The Environment and Resources Authority described an application to extend a dwelling's footprint as a 'telling example' of its concerns for foreseeable pressures for expansion to accommodate ancillary demands once initial permission is granted

Photo shows original structure before permits were issued in 2009 and 2015. Now the PA has approved another 30 sq.m thanks to new policies
Photo shows original structure before permits were issued in 2009 and 2015. Now the PA has approved another 30 sq.m thanks to new policies

A 30 sq.m extension to the footprint of a new dwelling approved against the advice of the Environment and Resources Authority, has now been approved by the Environment and Planning Commission last Friday.

The EPC is the Planning Authority organ responsible for day-to-day planning decisions.

The proposal involves an extension at ground floor level, the addition of a basement level underneath the footprint of the proposed extension, and will bring the dwelling’s total floor area to 180 sq.m.

The Environment and Resources Authority described this application as a “telling example” of its concerns for foreseeable pressures for expansion to accommodate ancillary demands once initial permission is granted. 

The solitary farmhouse is currently under construction on the site known as Tas-Santi, located in the limits of Mgarr (Malta).
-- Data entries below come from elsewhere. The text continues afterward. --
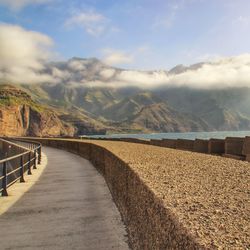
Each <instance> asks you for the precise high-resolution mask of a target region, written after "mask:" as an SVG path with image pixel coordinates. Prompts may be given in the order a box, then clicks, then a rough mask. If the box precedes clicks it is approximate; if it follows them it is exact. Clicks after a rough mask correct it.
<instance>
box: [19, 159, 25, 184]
mask: <svg viewBox="0 0 250 250" xmlns="http://www.w3.org/2000/svg"><path fill="white" fill-rule="evenodd" d="M23 173H24V169H23V156H21V158H20V182H25V180H24V177H23Z"/></svg>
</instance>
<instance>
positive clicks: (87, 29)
mask: <svg viewBox="0 0 250 250" xmlns="http://www.w3.org/2000/svg"><path fill="white" fill-rule="evenodd" d="M65 26H66V27H68V28H73V27H75V26H78V27H82V28H83V29H84V30H85V31H86V32H87V33H88V34H90V35H92V36H96V37H97V36H100V35H101V34H104V33H105V32H107V31H108V29H109V28H110V29H111V30H114V29H115V28H114V27H110V20H109V19H108V18H106V17H105V16H103V15H102V14H100V13H97V12H93V11H83V12H76V13H73V14H72V16H71V17H70V18H69V19H67V20H66V22H65Z"/></svg>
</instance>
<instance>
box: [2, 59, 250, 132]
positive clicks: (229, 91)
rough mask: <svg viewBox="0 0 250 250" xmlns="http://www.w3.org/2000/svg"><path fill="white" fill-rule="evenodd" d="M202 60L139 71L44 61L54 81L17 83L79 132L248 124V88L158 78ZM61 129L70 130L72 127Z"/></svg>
mask: <svg viewBox="0 0 250 250" xmlns="http://www.w3.org/2000/svg"><path fill="white" fill-rule="evenodd" d="M204 65H206V67H207V65H209V64H208V63H206V64H205V63H198V64H195V65H191V66H189V67H186V66H183V65H178V66H176V67H175V68H173V69H172V70H170V71H136V70H124V69H119V68H114V67H111V66H108V65H105V64H104V63H102V62H101V61H99V60H98V59H95V58H91V59H81V58H72V59H70V60H68V61H63V62H53V63H48V64H46V65H45V68H44V72H43V73H46V74H47V75H49V76H50V77H51V79H53V80H52V81H49V82H45V83H38V84H25V83H21V82H20V83H15V84H14V85H15V86H16V88H18V89H20V90H21V91H23V92H25V93H27V95H28V96H29V98H30V100H32V105H31V103H29V105H30V107H31V109H34V108H33V107H34V105H40V106H43V107H46V110H50V111H51V112H53V113H54V114H55V117H56V118H55V119H59V120H60V121H61V123H62V125H60V126H62V127H64V126H65V125H66V126H69V127H70V128H71V129H73V130H74V132H73V134H75V135H79V134H105V133H123V132H126V133H129V132H136V133H139V132H177V131H181V132H188V131H214V130H216V131H219V130H249V129H250V109H249V105H250V88H247V87H234V88H225V87H223V88H207V89H205V88H204V89H201V88H194V87H185V85H182V84H179V85H178V87H174V86H175V85H174V84H172V85H171V84H170V85H169V84H167V85H158V84H157V83H162V82H164V81H165V80H166V79H172V78H171V77H172V76H178V75H181V74H182V73H185V72H192V74H195V72H198V71H200V70H201V69H202V68H203V67H204ZM140 83H143V84H141V85H140ZM154 84H156V85H155V86H154ZM29 102H31V101H29ZM20 103H21V102H20ZM32 106H33V107H32ZM2 107H3V106H2ZM7 108H8V106H5V109H7ZM51 114H52V113H51ZM38 130H39V129H38ZM40 130H41V129H40ZM26 131H28V132H27V133H33V132H29V131H30V130H29V129H26ZM36 133H37V134H39V133H40V134H42V135H43V134H48V133H47V132H46V131H45V132H41V131H40V132H36ZM60 133H61V134H70V135H72V130H71V132H70V133H68V132H67V131H66V132H60ZM60 133H59V132H58V133H57V134H60Z"/></svg>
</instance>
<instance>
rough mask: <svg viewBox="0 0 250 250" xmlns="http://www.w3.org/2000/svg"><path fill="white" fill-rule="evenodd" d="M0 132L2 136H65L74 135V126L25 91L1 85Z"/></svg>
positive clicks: (4, 85) (7, 85) (15, 88)
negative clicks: (61, 120) (65, 122)
mask: <svg viewBox="0 0 250 250" xmlns="http://www.w3.org/2000/svg"><path fill="white" fill-rule="evenodd" d="M0 132H1V135H2V136H26V135H29V136H65V135H73V134H74V128H73V127H71V126H70V125H69V124H66V123H64V122H62V121H61V120H60V119H59V117H58V116H57V114H56V113H55V112H53V111H52V110H50V109H49V108H46V107H45V106H42V105H40V104H37V103H36V102H34V101H33V100H32V99H31V98H30V96H29V95H28V94H26V93H25V92H23V91H21V90H18V89H16V88H14V87H10V86H8V85H1V88H0Z"/></svg>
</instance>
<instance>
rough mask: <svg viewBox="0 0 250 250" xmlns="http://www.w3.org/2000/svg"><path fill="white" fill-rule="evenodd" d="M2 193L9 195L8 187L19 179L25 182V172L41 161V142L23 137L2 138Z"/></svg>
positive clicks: (1, 151) (1, 171) (0, 169)
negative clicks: (26, 138) (21, 138)
mask: <svg viewBox="0 0 250 250" xmlns="http://www.w3.org/2000/svg"><path fill="white" fill-rule="evenodd" d="M0 152H1V154H0V155H1V158H0V194H1V195H2V196H8V192H7V189H8V188H9V187H10V186H11V185H13V184H14V183H15V182H17V181H18V180H19V181H20V182H25V180H24V174H25V173H26V172H27V174H28V175H31V174H32V169H36V168H37V164H40V163H41V144H40V143H37V142H33V141H27V140H23V139H21V140H20V139H12V138H8V139H7V140H6V139H1V138H0Z"/></svg>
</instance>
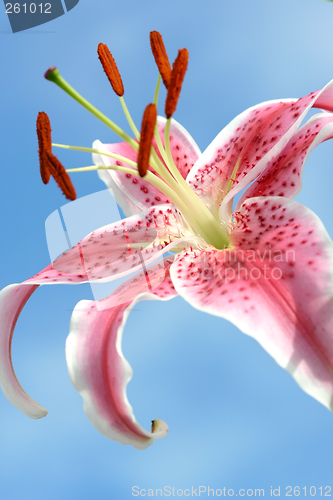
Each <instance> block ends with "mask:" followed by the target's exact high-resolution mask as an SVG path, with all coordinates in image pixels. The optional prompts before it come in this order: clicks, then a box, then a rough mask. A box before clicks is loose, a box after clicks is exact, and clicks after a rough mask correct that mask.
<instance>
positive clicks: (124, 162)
mask: <svg viewBox="0 0 333 500" xmlns="http://www.w3.org/2000/svg"><path fill="white" fill-rule="evenodd" d="M52 146H53V147H55V148H61V149H73V150H74V151H84V152H86V153H96V154H99V155H103V156H110V158H114V159H115V160H119V161H123V162H124V163H127V165H130V166H131V167H133V168H135V169H136V168H137V163H136V162H135V161H133V160H129V159H128V158H126V157H125V156H121V155H118V154H116V153H109V152H106V151H102V150H101V149H94V148H84V147H81V146H67V145H66V144H54V143H52Z"/></svg>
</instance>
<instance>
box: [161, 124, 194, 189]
mask: <svg viewBox="0 0 333 500" xmlns="http://www.w3.org/2000/svg"><path fill="white" fill-rule="evenodd" d="M170 125H171V118H168V119H167V121H166V124H165V130H164V144H165V152H166V156H167V161H166V164H167V165H168V167H169V170H170V172H171V173H172V175H173V176H174V177H175V179H177V181H178V182H179V183H180V184H183V181H184V178H183V176H182V175H181V173H180V172H179V170H178V168H177V167H176V165H175V162H174V161H173V158H172V154H171V148H170ZM186 184H187V183H186ZM191 191H192V189H191Z"/></svg>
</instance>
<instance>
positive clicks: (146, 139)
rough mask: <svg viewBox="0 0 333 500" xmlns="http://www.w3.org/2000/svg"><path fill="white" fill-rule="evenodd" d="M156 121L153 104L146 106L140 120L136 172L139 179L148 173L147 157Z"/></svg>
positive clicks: (149, 147) (148, 157)
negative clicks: (140, 176) (141, 124)
mask: <svg viewBox="0 0 333 500" xmlns="http://www.w3.org/2000/svg"><path fill="white" fill-rule="evenodd" d="M156 119H157V109H156V106H155V104H148V106H147V107H146V109H145V112H144V114H143V119H142V125H141V137H140V148H139V155H138V171H139V174H140V176H141V177H144V176H145V175H146V173H147V171H148V167H149V157H150V151H151V145H152V142H153V137H154V129H155V124H156Z"/></svg>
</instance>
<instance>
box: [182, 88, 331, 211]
mask: <svg viewBox="0 0 333 500" xmlns="http://www.w3.org/2000/svg"><path fill="white" fill-rule="evenodd" d="M332 85H333V82H330V83H329V84H328V85H326V87H324V89H323V90H322V91H318V92H313V93H311V94H309V95H308V96H306V97H303V98H301V99H298V100H296V99H284V100H280V101H269V102H265V103H262V104H259V105H257V106H254V107H252V108H249V109H248V110H246V111H244V112H243V113H241V114H240V115H238V116H237V117H236V118H235V119H234V120H233V121H232V122H230V123H229V125H227V127H225V128H224V129H223V130H222V131H221V132H220V134H219V135H218V136H217V137H216V138H215V139H214V141H213V142H212V143H211V144H210V146H208V148H207V149H206V151H205V152H204V153H203V154H202V155H201V156H200V158H199V160H198V161H197V162H196V164H195V165H194V167H193V169H192V170H191V172H190V174H189V176H188V178H187V180H188V182H189V183H190V184H191V185H192V186H193V187H194V189H195V191H196V192H197V193H198V195H199V196H200V198H201V199H202V200H203V201H204V203H205V204H206V205H207V206H208V207H209V208H210V209H211V210H212V211H213V212H215V213H216V214H217V213H218V208H219V206H220V205H221V203H222V200H223V204H226V205H227V204H228V203H229V202H230V200H231V199H232V198H233V196H235V194H237V193H238V192H239V191H240V190H241V189H243V188H244V187H246V185H248V184H249V183H250V182H252V181H253V180H254V179H255V178H256V177H257V176H258V175H259V174H260V173H261V171H262V170H263V169H264V167H265V166H266V165H267V163H268V162H270V161H271V160H272V159H273V158H276V157H277V156H278V155H279V154H280V152H281V150H282V149H283V148H284V147H285V146H286V144H287V143H288V142H289V140H290V138H291V136H292V135H293V134H294V132H295V131H296V129H297V127H298V126H299V124H300V123H301V121H302V120H303V118H304V117H305V114H306V113H307V111H308V109H309V108H310V107H311V106H314V107H316V106H317V105H318V103H320V105H321V107H322V106H326V107H327V108H328V109H330V106H331V105H332V102H333V99H332ZM331 99H332V102H331ZM316 101H317V102H316ZM229 208H230V207H229V206H228V207H225V208H224V214H223V215H224V216H225V215H226V214H227V212H228V209H229ZM229 213H230V210H229Z"/></svg>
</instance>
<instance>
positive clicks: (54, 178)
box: [45, 151, 76, 201]
mask: <svg viewBox="0 0 333 500" xmlns="http://www.w3.org/2000/svg"><path fill="white" fill-rule="evenodd" d="M45 159H46V162H47V167H48V170H49V171H50V172H51V174H52V176H53V177H54V179H55V181H56V183H57V184H58V186H59V187H60V189H61V191H62V192H63V193H64V195H65V196H66V198H67V199H68V200H72V201H73V200H75V199H76V192H75V189H74V186H73V184H72V181H71V180H70V178H69V175H68V174H67V172H66V170H65V168H64V166H63V165H62V164H61V163H60V161H59V160H58V158H57V157H56V156H54V155H53V154H52V153H51V152H49V151H46V152H45Z"/></svg>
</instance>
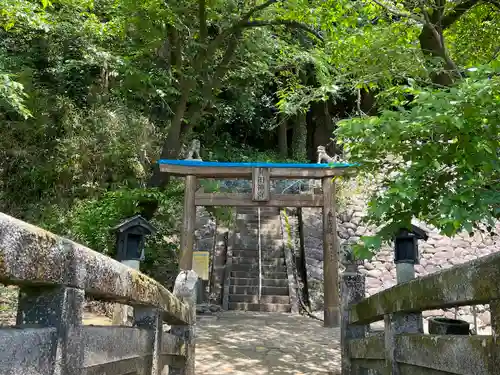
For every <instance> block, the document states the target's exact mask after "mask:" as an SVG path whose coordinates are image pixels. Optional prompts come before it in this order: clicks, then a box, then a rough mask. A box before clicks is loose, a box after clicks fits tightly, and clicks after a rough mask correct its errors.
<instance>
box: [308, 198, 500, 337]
mask: <svg viewBox="0 0 500 375" xmlns="http://www.w3.org/2000/svg"><path fill="white" fill-rule="evenodd" d="M366 201H367V199H366V196H364V195H363V194H357V195H355V196H351V197H350V199H349V200H348V203H347V204H345V205H343V206H342V207H341V209H340V210H339V212H338V214H337V223H338V224H337V233H338V236H339V239H340V244H341V246H342V245H343V244H345V243H354V242H356V241H358V240H359V238H360V237H361V236H363V235H369V234H371V233H372V231H371V229H370V228H366V227H364V226H363V225H362V224H361V219H362V217H363V215H364V214H365V212H366ZM302 215H303V216H302V220H303V223H304V228H303V229H304V247H305V255H306V268H307V278H308V280H307V282H308V290H309V299H310V303H311V308H312V309H313V310H316V311H319V310H321V309H322V308H323V286H322V280H323V238H322V236H323V235H322V226H323V224H322V214H321V209H316V208H304V209H303V210H302ZM415 224H416V225H418V226H420V227H421V228H422V229H424V230H426V231H427V232H428V234H429V240H428V241H427V242H423V241H420V243H419V250H420V264H419V265H416V266H415V271H416V274H417V277H419V276H424V275H427V274H429V273H434V272H437V271H439V270H441V269H445V268H449V267H452V266H453V265H455V264H460V263H464V262H467V261H470V260H472V259H476V258H478V257H481V256H484V255H487V254H490V253H492V252H496V251H500V238H499V237H491V236H488V235H479V234H477V235H474V236H473V237H470V236H469V234H467V233H464V234H460V235H458V236H456V237H454V238H449V237H445V236H442V235H440V234H439V233H438V231H436V230H435V229H433V228H431V227H428V226H425V225H423V224H422V223H418V222H415ZM496 227H497V231H496V232H497V233H499V232H500V223H498V224H497V226H496ZM360 272H362V273H364V274H365V275H366V296H370V295H373V294H375V293H378V292H379V291H381V290H383V289H386V288H390V287H391V286H393V285H395V284H396V268H395V264H394V262H393V249H392V248H391V247H388V246H385V247H384V248H382V250H381V251H380V252H378V253H377V254H376V255H375V257H374V258H373V259H372V260H370V261H365V264H364V265H363V266H361V267H360ZM476 310H477V318H478V321H477V323H478V328H480V329H481V328H485V327H486V328H488V326H489V324H490V317H489V312H488V309H487V306H476ZM443 315H446V316H447V317H450V318H453V317H454V316H455V309H452V310H448V311H441V310H437V311H427V312H425V313H424V316H426V317H429V316H443ZM458 316H459V318H460V319H463V320H466V321H468V322H469V323H473V320H474V318H473V316H472V314H471V308H469V307H463V308H460V309H459V310H458Z"/></svg>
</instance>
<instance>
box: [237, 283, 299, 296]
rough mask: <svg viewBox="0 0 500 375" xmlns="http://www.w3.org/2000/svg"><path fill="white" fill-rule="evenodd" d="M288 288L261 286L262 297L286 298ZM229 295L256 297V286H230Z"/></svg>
mask: <svg viewBox="0 0 500 375" xmlns="http://www.w3.org/2000/svg"><path fill="white" fill-rule="evenodd" d="M289 293H290V292H289V290H288V286H262V295H263V296H288V294H289ZM229 294H244V295H247V294H249V295H254V296H256V295H258V294H259V286H258V285H245V286H241V285H232V286H230V287H229Z"/></svg>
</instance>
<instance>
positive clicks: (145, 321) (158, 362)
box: [134, 307, 163, 375]
mask: <svg viewBox="0 0 500 375" xmlns="http://www.w3.org/2000/svg"><path fill="white" fill-rule="evenodd" d="M134 326H136V327H139V328H146V329H151V330H153V331H154V335H153V337H152V340H151V343H150V345H151V348H152V353H153V354H152V356H151V359H150V360H148V363H147V364H146V365H145V366H144V367H143V369H144V373H140V374H137V375H161V374H162V365H161V360H160V359H161V358H160V357H161V346H162V338H163V317H162V313H161V310H159V309H155V308H149V307H135V308H134Z"/></svg>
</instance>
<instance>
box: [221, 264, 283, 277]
mask: <svg viewBox="0 0 500 375" xmlns="http://www.w3.org/2000/svg"><path fill="white" fill-rule="evenodd" d="M231 271H245V272H257V273H258V272H259V262H258V261H257V263H253V264H252V263H236V264H235V263H233V264H232V265H231ZM271 272H285V273H286V266H285V264H276V265H262V273H263V274H268V273H271Z"/></svg>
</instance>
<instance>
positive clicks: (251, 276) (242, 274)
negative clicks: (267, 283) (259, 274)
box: [231, 271, 288, 280]
mask: <svg viewBox="0 0 500 375" xmlns="http://www.w3.org/2000/svg"><path fill="white" fill-rule="evenodd" d="M262 276H263V277H264V278H266V279H287V280H288V275H287V273H286V272H274V271H272V272H262ZM231 277H233V278H240V277H242V278H258V277H259V272H258V271H231Z"/></svg>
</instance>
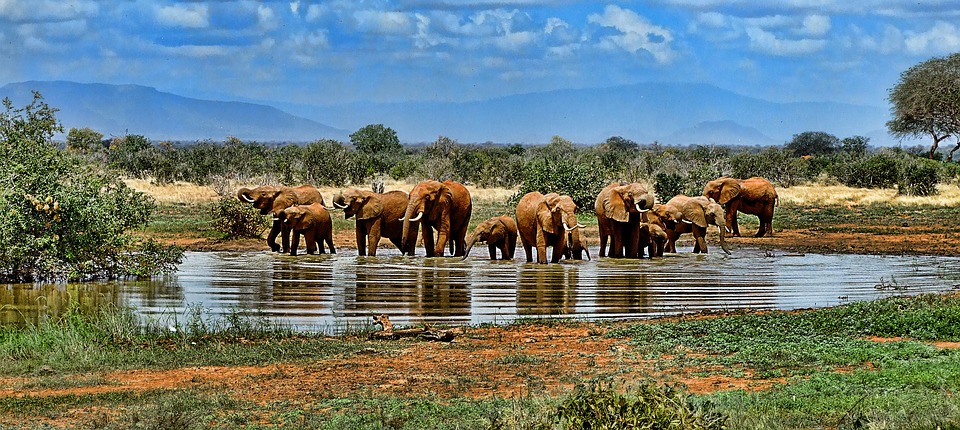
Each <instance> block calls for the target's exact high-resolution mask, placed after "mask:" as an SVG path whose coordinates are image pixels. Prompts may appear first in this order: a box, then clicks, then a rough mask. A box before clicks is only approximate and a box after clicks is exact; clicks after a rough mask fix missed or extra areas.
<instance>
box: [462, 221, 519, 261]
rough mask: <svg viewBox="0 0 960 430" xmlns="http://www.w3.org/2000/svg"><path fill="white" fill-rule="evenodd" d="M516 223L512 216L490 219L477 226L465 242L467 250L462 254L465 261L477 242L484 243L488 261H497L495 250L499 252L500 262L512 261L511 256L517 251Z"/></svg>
mask: <svg viewBox="0 0 960 430" xmlns="http://www.w3.org/2000/svg"><path fill="white" fill-rule="evenodd" d="M517 234H518V233H517V222H516V221H514V220H513V217H512V216H509V215H501V216H498V217H493V218H490V219H488V220H486V221H484V222H482V223H480V224H478V225H477V228H476V229H474V230H473V235H472V236H470V240H468V241H467V250H466V251H465V252H464V254H463V258H464V259H466V258H467V256H469V255H470V250H471V249H473V244H475V243H477V242H486V243H487V248H488V250H489V251H490V259H491V260H496V259H497V250H498V249H499V250H500V259H501V260H513V255H514V253H515V252H516V250H517Z"/></svg>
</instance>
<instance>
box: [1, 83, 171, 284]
mask: <svg viewBox="0 0 960 430" xmlns="http://www.w3.org/2000/svg"><path fill="white" fill-rule="evenodd" d="M4 107H5V108H6V111H5V112H2V113H0V213H2V214H4V215H3V216H2V217H0V279H3V280H5V281H31V280H60V279H70V280H83V279H93V278H111V277H120V276H149V275H151V274H155V273H159V272H164V271H168V270H170V269H172V265H175V264H176V263H178V262H179V258H180V256H181V255H182V250H180V249H179V248H176V247H168V248H163V247H159V246H158V245H156V244H154V243H149V242H147V243H143V242H141V241H140V240H139V239H138V238H136V237H134V236H131V235H129V234H127V233H126V231H127V230H128V229H131V228H135V227H140V226H143V225H145V224H146V223H147V221H148V220H149V218H150V215H151V214H152V212H153V210H154V207H155V203H154V202H153V200H152V199H151V198H150V197H149V196H147V195H145V194H143V193H140V192H137V191H134V190H132V189H130V188H129V187H127V185H126V184H124V183H123V182H122V181H120V180H119V179H118V175H117V174H116V172H112V171H107V170H103V168H102V166H98V165H95V164H92V163H88V162H85V161H84V160H82V159H80V158H77V157H76V156H75V155H73V154H72V153H68V152H65V151H60V150H58V149H57V148H56V147H55V146H54V145H53V144H52V142H51V138H52V136H53V134H54V133H55V132H57V131H61V130H62V129H61V127H60V125H59V124H58V123H57V121H56V117H55V115H54V114H55V112H56V110H55V109H53V108H51V107H49V106H47V104H46V103H44V102H43V99H42V97H41V96H40V94H39V93H34V99H33V101H32V102H31V103H30V104H29V105H27V106H26V107H24V108H19V109H15V108H14V107H13V106H12V103H11V102H10V101H9V100H8V99H7V100H4ZM137 254H142V255H145V256H151V258H157V259H158V261H156V262H155V265H154V266H153V269H155V270H151V269H150V267H147V266H146V265H143V264H139V263H137V262H136V261H134V260H131V259H130V257H131V256H132V255H137Z"/></svg>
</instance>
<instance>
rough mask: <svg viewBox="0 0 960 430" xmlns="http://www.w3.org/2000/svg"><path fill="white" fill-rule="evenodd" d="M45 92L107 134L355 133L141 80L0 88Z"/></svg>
mask: <svg viewBox="0 0 960 430" xmlns="http://www.w3.org/2000/svg"><path fill="white" fill-rule="evenodd" d="M33 90H36V91H39V92H40V94H41V95H43V99H44V101H45V102H46V103H47V104H48V105H50V106H52V107H55V108H57V109H59V110H60V111H59V112H58V113H57V118H58V119H59V120H60V122H61V123H62V124H63V126H64V130H65V131H68V130H69V129H70V128H72V127H75V128H82V127H90V128H92V129H94V130H96V131H98V132H100V133H103V134H104V135H106V136H111V135H112V136H122V135H124V134H128V133H129V134H140V135H144V136H146V137H147V138H149V139H151V140H153V141H160V140H184V141H195V140H204V139H213V140H216V141H221V140H223V139H224V138H226V137H227V136H235V137H238V138H240V139H243V140H256V141H261V142H269V141H296V142H307V141H314V140H317V139H321V138H330V139H338V140H345V139H347V136H348V135H349V132H347V131H345V130H340V129H337V128H334V127H330V126H328V125H324V124H321V123H319V122H317V121H312V120H309V119H305V118H301V117H297V116H294V115H291V114H289V113H286V112H283V111H281V110H279V109H277V108H274V107H271V106H266V105H262V104H253V103H241V102H223V101H209V100H198V99H192V98H188V97H181V96H178V95H174V94H170V93H164V92H160V91H157V90H156V89H154V88H150V87H144V86H139V85H107V84H80V83H75V82H65V81H55V82H39V81H31V82H21V83H14V84H8V85H5V86H3V87H2V88H0V98H4V97H9V98H10V99H11V100H12V101H13V102H14V106H24V105H25V104H26V103H29V101H30V100H31V99H32V91H33Z"/></svg>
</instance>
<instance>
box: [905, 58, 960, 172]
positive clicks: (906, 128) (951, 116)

The area is characterized by both agricultural land and garigue and is identified as an Area of High Landscape Value due to its vicinity to the Victoria Lines.

The original permit was granted despite objections by the Environment Protection Directorate, which raised concern over the envisaged negative environmental impacts that the proposal would exert on the environmentally sensitive context in which it is situated.

The ERA now says the latest permit further extends the building towards the edge of the headwaters of the valley. 

The latest permit not only has increased the building mass and footprint over and above the floorspace and footprint that were approved in previous permits but includes the use of glass panels and aluminium which the ERA considered “extraneous and intrusive in such an open rural area”.

The 2015 permit was only issued thanks to a legal notice issued by the newly elected Labour government in 2013. This is because the original permission was valid only till May 2014. The renewal application was submitted on November 2014. 

But a legal notice in 2013 allowed any development permission approved on or after 3 August 2006, which would have otherwise expired before 31 March, 2015, to be made automatically operative till 31 March, 2015. So the renewal application was submitted within the legal timeframe. 

The application was also approved because no new policies were introduced after 2009 “which would militate against the issue of the renewal of permission.”